Finance Secretary Carlos Dominguez III has said the negative first-quarter growth was the inevitable outcome of the initial ravages on the global economy by the coronavirus disease 2019 (COVID-19), which first surfaced in Wuhan, China last December and then started “upending life as we know it” at the onset of 2020.
Dominguez sees growth numbers heading deeper to negative territory in the second quarter with the economy in an extended stupor, before mounting a hoped-for bounce back in the year’s second semester on the back of government-led plans to accelerate state spending on infrastructure and social programs and pursue other measures to restore consumer confidence and induce a quick economic recovery.
But economic expansion and the state of the government’s bounce-back plan in the year’s second semester is contingent, of course, said Dominguez, on whether the tide has turned and an effective cure or vaccine will have been released commercially by then.
The Finance secretary issued the statement in reaction to Thursday’s report by the Philippine Statistics Authority (PSA) that the gross domestic product (GDP) contracted by 0.2 percent in the January-March 2020 period.
Dominguez said “the outbreak of this lethal virus, which subsequently froze economies and shuttered businesses in the four corners of the world, started to take its toll on the domestic economy in February as the lockdown in China caused supply chain disruptions and stopped arrivals of Chinese tourists, hence adversely affecting Philippine trade and tourism.”
As early as February, the Bureau of Customs (BOC) reported a decline in the country’s trade volume with China in that month’s first half, with the number of incoming twenty-footer equivalent units (TEUs) or cargo containers falling by a sizeable 62 percent from the year-ago level.
Tourism likewise absorbed a big hit as China’s lockdown stopped arrivals of Chinese tourists who accounted for the biggest number of arrivals last year, followed by those from South Korea, which imposed travel restrictions, too, because of the contagion.
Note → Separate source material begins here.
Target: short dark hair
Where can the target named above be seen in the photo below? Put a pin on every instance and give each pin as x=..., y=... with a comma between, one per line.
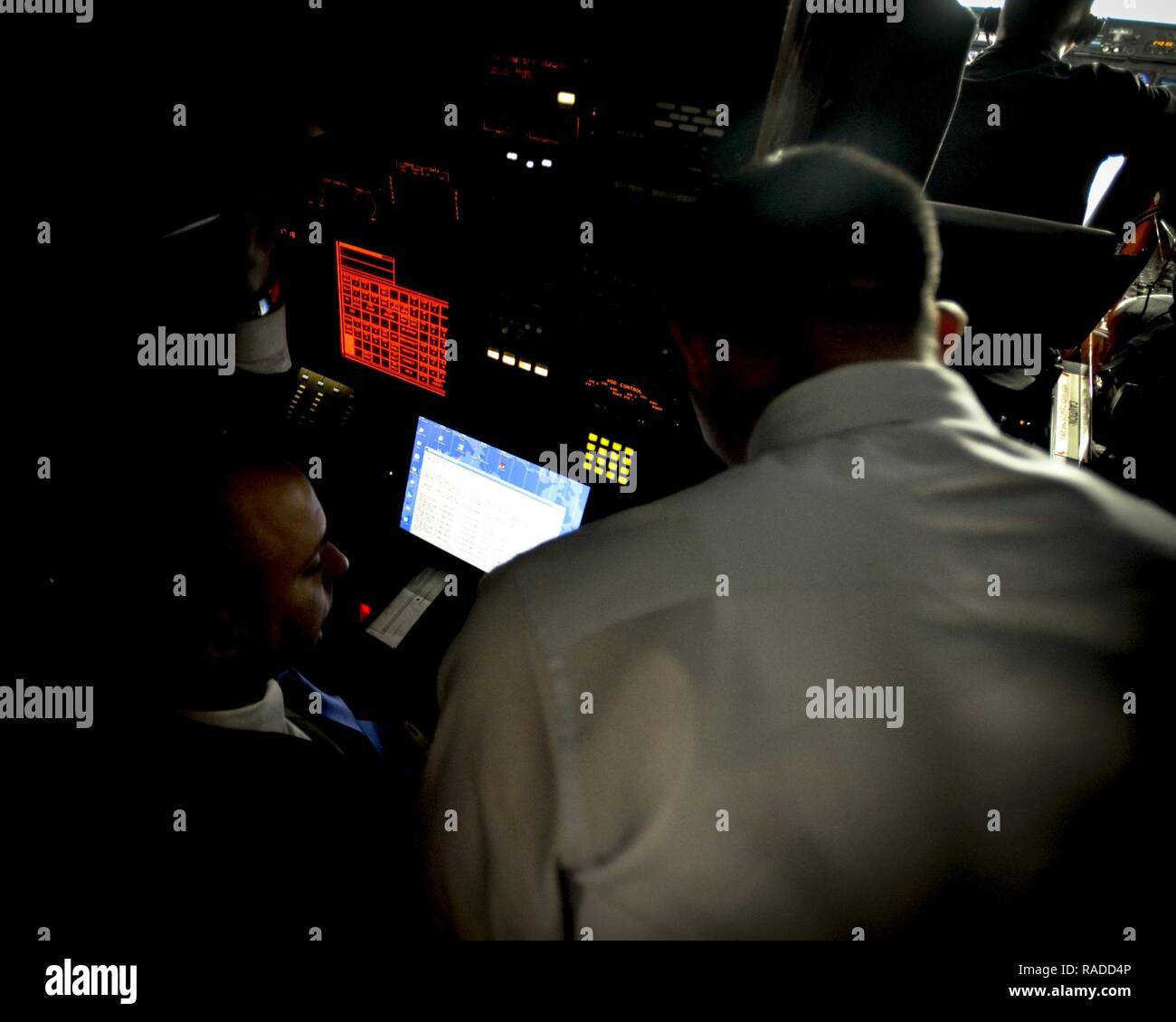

By mid-March, he said, “the onrush of community transmissions in the Philippines prompted the national and local governments to impose containment measures in Metro Manila and most other parts of the country in a bid to stop the further spread of the virus, thereby grounding economic activity to a halt.”
“It did not help first-quarter growth,” said Dominguez, “that the local economies, particularly in the subregion of Calabarzon (Cavite-Laguna-Batangas-Rizal-Quezon) were adversely affected in January by the eruption of Taal Volcano.”
Although COVID-19 is an unprecedented health crisis that has wrought economic and financial havoc across the globe, Dominguez said the Philippines is on solid footing to meet the challenges of this contagion, given the country’s strong macroeconomic fundamentals resulting from President Duterte’s conservative approach to economic policy since his term started in 2016.
He said that record gross international reserves (GIR), a well-balanced debt management strategy, a higher sovereign credit and much improved revenue flows resulting from a comprehensive tax reform program (CTRP), among others, have deepened investor confidence in the Philippines “at this time when the government needs international support to finance Covid-19 response and lead the country to post-pandemic recovery.”
Dominguez said that as part of the Duterte administration’s four-pillar strategy to deal with the pandemic, it is crafting an economic recovery plan that is responsive to the needs of both consumers and businesses in order to boost consumption, create jobs and sustain growth in the long haul.
But with the primacy of saving lives and protecting communities in President Duterte’s overall strategy to defeat the deadly virus, Dominguez said “government plans to restart the domestic economy soon enough would have to be balanced with relaxing mobility restrictions in such a way as not to trigger an infection resurge that could lead us back to square one.”